По Розанову, «содомит» переносит свой зачастую неосознанный однополый импульс в аскезу, творчество и духовную жизнь. Выраженно гомосексуальных людей Розанов именовал «третьим полом» или ученым словом «урнинг» — терминами, введенными в оборот немецким публицистом К. Ульрихсом и широко использованными М. Гиршфельдом.

Во втором издании «Людей лунного света» Розанов в качестве специального приложения поместил «Поправки и дополнения Анонима». Аноним — о. Павел Флоренский, с которым Розанов вел переписку, касавшуюся, в частности, философских вопросов пола[209]. В своих «поправках» Аноним возражает одновременно Розанову и Вейнингеру и очерчивает собственную теорию однополого влечения. Этой теории — полемической по отношению к Вейнингеру, повторенной Флоренским неоднократно и, видимо, хорошо им обдуманной — и посвящена эта заметка. В ней мы обсудим одну параллель (а возможно, и источник) теории Флоренского, восходящую к культуре англо-французского католического декаданса, и охарактеризуем роль вышеупомянутых идей Флоренского в истории дебатов о сексуальности, стимулированных книгой Вейнингера.

О наличии у Флоренского связной теории однополой любви свидетельствует сходство между его высказываниями на эту тему в 1909 г., зафиксированными в дневнике его близкого друга А. Ельчанинова, и детальным развитием тех же самых положений в «поправках» к книге Розанова, вышедшей четырьмя годами позже. В 1909 г. Флоренский только что окончил Московскую духовную академию и начал преподавать в ней историю философии. В дневниковой записи за 7 июля 1909 г.
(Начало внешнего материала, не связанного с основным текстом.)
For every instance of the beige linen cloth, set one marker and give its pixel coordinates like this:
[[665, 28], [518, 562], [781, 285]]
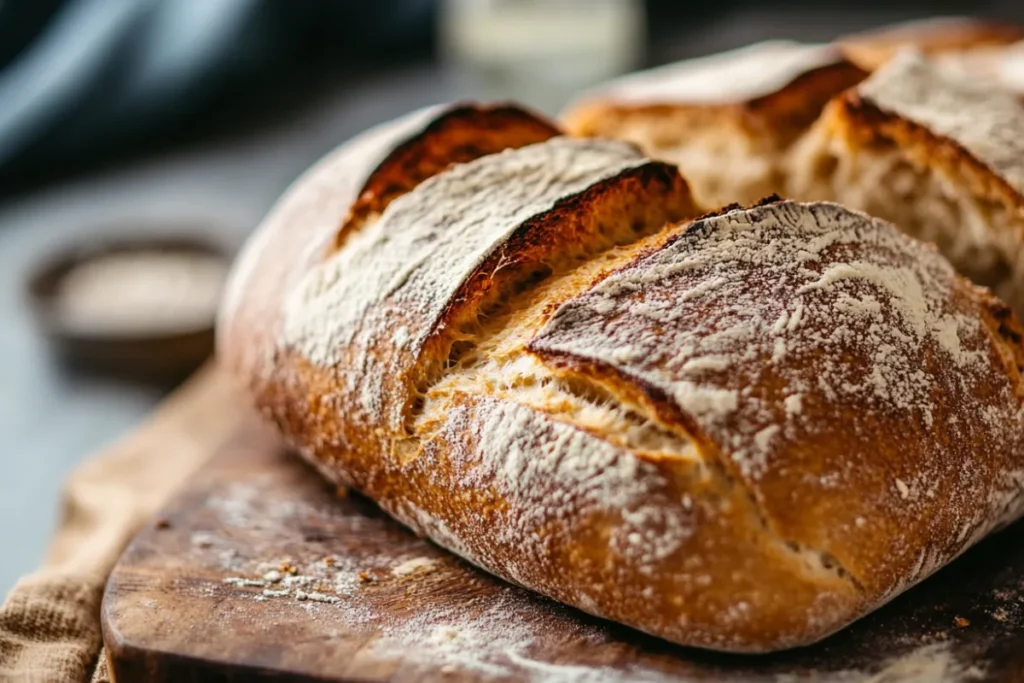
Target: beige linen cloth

Ельчанинов вспоминает разговор с Флоренским: «Я не помню, когда это было; кажется в конце мая. <…> Я провожал его на вокзал, где около часу мы ждали поезда. Беседа была длинная, и помню только главное. Мы говорили все о том же равнодушии Павлуши к дамам и его частой влюбленности в молодых людей; мы долго путались в объяснениях, и только в конце П<авел> напал на следующую гипотезу. Мужчина ищет для себя объект достаточно пассивный, чтобы принять его энергию <который бы мог принять его энергию?>. Такими для большинства мужчин будут женщины. Есть натуры υπο-мужественные, которые ищут дополнения в мужественных мужчинах, но есть υπερ-мужественные, для которых ж<енское?> слишком слабо, как слаба, положим, подушка для стального ножа. Такие ищут и любят просто мужчин, или υπο-мужчин»[210].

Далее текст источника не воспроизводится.